Currently, personnel requirements programs at some major commands do not meet Army 12-step criteria. Until the costing system, computer-based methodology, and 12-step methodology are fully developed and integrated, the Army cannot be sure that it has the most efficient and cost-effective workforce (active military, reserve, civilian, or contractor) and that its institutional personnel requirements are based on workload, as regulations require.

The Army's institutional redesign effort has not resulted in a reduction in major command headquarters, and the dollar and position savings identified are overstated. One redesign initiative resulted in the redesignation of a major command as a subcommand. However, the Army also created a new command, resulting in no net decrease in the number of commands. Also, the Army transferred a command but did not reorganize it to achieve efficiencies; therefore, this effort produced virtually no decrease in the command's 9,000 positions. Further, the Army anticipated $1.7 billion in savings from phase I efforts, but that amount win be at least $405 million less because significant implementation costs for some initiatives were not included in the Army's fiscal year 1998-2003 Program Objective Memorandum.

Finally, the Army transferred about 2,800 active Army positions from institutional to operational forces based on two initiatives, but these initiatives did not produce the anticipated savings, and personnel cuts had to be made elsewhere.

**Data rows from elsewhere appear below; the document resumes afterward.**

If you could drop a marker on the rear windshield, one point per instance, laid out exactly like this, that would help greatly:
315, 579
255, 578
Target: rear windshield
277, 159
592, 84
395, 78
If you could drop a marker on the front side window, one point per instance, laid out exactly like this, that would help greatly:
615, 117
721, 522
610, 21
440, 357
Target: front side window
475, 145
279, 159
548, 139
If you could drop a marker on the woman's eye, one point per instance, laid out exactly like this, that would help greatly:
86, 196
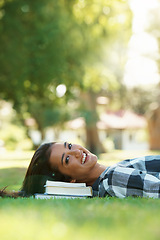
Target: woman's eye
69, 145
67, 160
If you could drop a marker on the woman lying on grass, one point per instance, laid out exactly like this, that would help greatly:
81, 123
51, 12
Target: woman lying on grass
73, 163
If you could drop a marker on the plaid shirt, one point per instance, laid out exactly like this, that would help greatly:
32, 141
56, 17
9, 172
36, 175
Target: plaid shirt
131, 177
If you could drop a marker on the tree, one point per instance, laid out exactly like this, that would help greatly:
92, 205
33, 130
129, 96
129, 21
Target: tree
48, 43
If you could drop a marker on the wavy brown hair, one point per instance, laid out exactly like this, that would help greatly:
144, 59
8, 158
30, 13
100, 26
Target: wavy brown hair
38, 172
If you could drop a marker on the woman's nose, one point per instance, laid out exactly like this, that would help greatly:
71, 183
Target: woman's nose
77, 153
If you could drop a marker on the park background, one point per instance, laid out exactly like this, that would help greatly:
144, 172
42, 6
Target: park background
85, 72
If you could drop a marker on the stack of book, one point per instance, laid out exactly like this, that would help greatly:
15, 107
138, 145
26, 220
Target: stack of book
54, 189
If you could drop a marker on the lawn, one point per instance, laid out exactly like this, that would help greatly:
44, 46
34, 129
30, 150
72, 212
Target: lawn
108, 218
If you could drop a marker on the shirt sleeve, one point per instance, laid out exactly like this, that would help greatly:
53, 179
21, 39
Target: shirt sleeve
123, 182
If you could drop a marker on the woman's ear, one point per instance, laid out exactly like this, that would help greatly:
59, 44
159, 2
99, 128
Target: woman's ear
73, 181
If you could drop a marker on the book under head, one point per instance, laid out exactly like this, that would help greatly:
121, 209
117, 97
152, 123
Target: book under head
69, 190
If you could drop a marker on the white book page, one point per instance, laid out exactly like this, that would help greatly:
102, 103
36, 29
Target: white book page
63, 184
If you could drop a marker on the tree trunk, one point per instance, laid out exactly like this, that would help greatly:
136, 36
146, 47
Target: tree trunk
154, 128
91, 117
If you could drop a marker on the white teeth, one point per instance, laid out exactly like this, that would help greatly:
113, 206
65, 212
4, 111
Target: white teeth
83, 158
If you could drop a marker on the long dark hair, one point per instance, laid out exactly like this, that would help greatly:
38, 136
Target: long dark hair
38, 172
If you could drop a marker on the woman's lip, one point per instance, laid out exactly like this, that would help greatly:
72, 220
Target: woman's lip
87, 157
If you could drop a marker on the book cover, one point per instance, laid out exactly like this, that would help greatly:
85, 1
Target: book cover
46, 196
63, 184
76, 191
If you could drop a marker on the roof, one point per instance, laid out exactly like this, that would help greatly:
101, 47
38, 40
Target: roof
122, 119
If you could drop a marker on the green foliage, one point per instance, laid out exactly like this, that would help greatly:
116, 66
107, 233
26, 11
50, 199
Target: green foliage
95, 218
47, 43
15, 137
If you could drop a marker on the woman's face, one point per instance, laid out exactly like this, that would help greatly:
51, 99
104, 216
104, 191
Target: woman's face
72, 160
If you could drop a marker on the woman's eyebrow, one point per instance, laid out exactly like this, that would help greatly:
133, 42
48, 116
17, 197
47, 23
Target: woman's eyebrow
65, 143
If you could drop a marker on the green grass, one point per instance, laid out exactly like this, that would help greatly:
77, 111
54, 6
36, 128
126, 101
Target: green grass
96, 219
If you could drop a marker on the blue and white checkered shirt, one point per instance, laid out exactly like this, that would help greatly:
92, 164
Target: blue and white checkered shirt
132, 177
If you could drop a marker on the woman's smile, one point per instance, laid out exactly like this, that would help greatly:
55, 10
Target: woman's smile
72, 160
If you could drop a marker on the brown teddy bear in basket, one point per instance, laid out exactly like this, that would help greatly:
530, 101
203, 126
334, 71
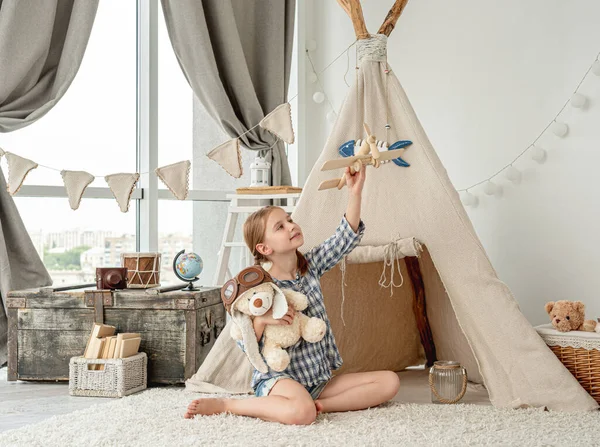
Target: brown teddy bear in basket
569, 316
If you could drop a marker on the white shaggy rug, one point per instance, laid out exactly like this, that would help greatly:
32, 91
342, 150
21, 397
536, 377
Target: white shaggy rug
155, 418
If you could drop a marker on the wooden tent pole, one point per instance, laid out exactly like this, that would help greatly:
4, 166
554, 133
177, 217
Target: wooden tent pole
390, 20
354, 10
420, 309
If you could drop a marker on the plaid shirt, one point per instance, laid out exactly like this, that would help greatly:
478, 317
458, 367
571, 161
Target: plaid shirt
312, 363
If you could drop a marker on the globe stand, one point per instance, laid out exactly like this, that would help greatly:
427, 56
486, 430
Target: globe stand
190, 287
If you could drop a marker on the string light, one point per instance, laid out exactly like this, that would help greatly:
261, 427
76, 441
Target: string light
469, 199
313, 77
578, 101
558, 128
491, 189
513, 174
538, 154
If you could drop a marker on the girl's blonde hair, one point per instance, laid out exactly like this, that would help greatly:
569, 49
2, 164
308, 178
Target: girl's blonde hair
254, 233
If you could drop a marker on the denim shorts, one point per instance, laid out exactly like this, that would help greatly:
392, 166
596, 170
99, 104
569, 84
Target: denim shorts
264, 387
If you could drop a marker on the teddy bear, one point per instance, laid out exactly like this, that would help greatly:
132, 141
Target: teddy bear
569, 316
253, 293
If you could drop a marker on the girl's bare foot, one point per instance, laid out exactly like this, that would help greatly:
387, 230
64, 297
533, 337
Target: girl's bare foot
205, 407
319, 407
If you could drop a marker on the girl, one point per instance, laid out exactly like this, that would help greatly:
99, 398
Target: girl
305, 388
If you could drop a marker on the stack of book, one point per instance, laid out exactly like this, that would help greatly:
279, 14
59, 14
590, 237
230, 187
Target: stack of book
104, 344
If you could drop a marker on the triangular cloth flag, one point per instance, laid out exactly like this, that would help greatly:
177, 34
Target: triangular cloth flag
75, 184
279, 122
228, 155
18, 168
176, 177
122, 186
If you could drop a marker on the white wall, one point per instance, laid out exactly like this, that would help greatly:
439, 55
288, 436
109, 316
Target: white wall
485, 78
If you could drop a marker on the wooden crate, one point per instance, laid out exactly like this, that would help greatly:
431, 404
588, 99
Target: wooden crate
46, 328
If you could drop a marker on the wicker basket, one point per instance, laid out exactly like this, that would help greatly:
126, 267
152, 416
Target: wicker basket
580, 353
120, 377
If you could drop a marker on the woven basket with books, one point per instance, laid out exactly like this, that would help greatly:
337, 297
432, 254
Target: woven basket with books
110, 366
117, 378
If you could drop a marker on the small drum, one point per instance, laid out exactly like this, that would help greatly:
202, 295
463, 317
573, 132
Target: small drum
143, 269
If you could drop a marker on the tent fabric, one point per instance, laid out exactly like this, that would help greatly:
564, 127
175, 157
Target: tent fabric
473, 315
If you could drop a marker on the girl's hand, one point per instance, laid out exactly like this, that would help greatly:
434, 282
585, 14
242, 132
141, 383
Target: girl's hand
356, 181
267, 318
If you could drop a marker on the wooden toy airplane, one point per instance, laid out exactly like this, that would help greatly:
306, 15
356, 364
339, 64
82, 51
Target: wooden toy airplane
371, 152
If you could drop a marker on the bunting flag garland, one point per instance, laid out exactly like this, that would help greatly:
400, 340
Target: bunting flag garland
122, 186
75, 184
176, 177
228, 155
279, 122
18, 168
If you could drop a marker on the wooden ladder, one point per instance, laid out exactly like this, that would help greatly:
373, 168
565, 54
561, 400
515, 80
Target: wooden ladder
244, 204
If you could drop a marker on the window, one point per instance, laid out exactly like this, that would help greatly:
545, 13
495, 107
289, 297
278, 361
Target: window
92, 128
99, 127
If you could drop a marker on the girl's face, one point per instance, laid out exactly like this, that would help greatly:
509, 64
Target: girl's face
281, 234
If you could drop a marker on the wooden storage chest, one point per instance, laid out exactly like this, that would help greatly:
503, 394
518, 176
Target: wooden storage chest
47, 327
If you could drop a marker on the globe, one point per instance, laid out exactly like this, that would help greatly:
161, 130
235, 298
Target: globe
187, 267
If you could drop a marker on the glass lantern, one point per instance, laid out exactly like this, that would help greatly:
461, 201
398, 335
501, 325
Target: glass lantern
259, 172
448, 382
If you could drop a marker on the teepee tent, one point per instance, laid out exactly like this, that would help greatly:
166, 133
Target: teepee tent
420, 285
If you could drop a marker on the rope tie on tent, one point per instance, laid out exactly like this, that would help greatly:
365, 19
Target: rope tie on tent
343, 270
374, 48
391, 257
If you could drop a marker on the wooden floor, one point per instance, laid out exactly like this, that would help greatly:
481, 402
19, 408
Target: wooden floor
23, 403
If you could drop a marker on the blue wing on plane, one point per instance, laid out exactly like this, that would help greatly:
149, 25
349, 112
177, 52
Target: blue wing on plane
347, 149
399, 145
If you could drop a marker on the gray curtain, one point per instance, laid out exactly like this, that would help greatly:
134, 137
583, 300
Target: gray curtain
41, 47
236, 55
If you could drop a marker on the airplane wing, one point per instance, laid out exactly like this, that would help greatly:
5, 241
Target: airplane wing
390, 155
344, 162
328, 184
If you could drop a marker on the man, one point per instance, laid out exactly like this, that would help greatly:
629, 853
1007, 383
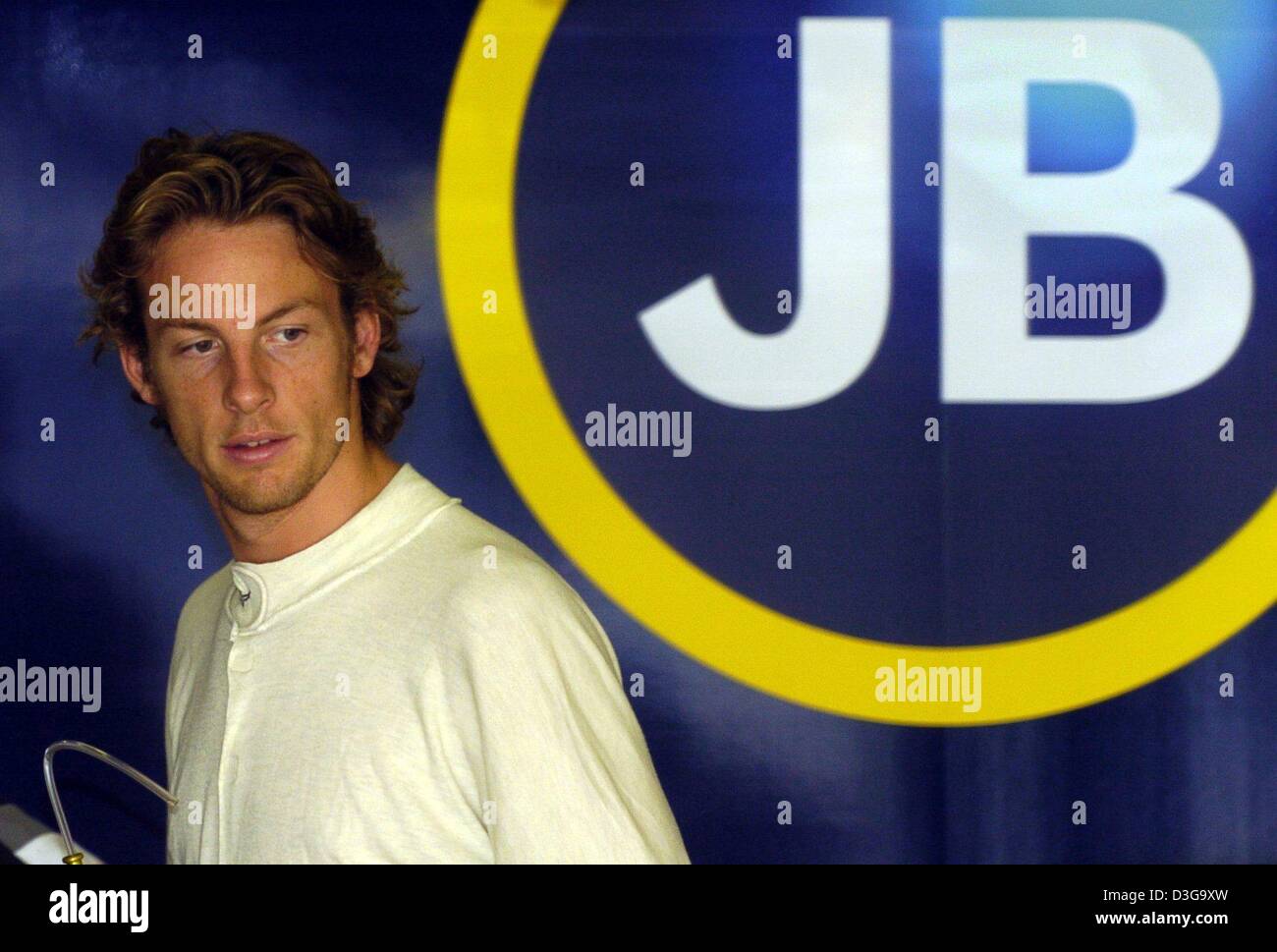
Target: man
378, 674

Even though the Army has appointed an executive agent for redesign assessments, no single office systematically manages and monitors redesign results. Thus, the Army does not know the status of specific initiatives, dollar savings, implementation costs, or progress in reducing institutional positions. Shortfalls in dollars and spaces add risk that the Army may not be able to provide adequate resources for all of its programs.

Overall, the Army's efforts to establish workload-based requirements and redesign institutional functions have produced few results. Army personnel trend data from 1992 to 2003 show that the Army has not been successful in reducing the proportion of institutional to operating forces within the active Army. In addition, the Army does not currently have a workload basis for allocating its personnel resources among institutional organizations and ensuring that the highest priority functions are funded first.

As a result, the Army may not have the analysis it needs to efficiently allocate many of the institutional positions that are programmed to be eliminated by fiscal year 2003 or additional reductions mandated by the Quadrennial Defense Review. Further, the Army's lack of progress in identifying efficiencies means that some active Army personnel are not available to fill shortages among operational forces, including deployable support forces, which have historically been underresourced. Without senior leadership attention, the Army's current initiatives may not achieve meaningful and measurable change.

Footnotes

[1] The act requires that we report our findings and conclusions to Congress by March 1 of each year from 1997 to 2002. Our first report issued under this legislative mandate was Force Structure: Army Support Forces Can Meet Two-Conflict Strategy With Some Risks (GAO/NSIAD-97-66, Feb. 28, 1997).

[2] Managing Workload, Organizations And Staffing, Army Audit Agency (HQ 94-751, June 23, 1994) and Management Of Army Workload Of Tables Of Distribution And Allowances Organizations, Army Audit Agency (HQ 92-T2, Jan. 21, 1992).

[3] DOD stated in January 1998 that, under the Quadrennial Defense Review, Army civilians would be reduced by 26,000 by fiscal year 2003 and 33,700 by fiscal year 2005.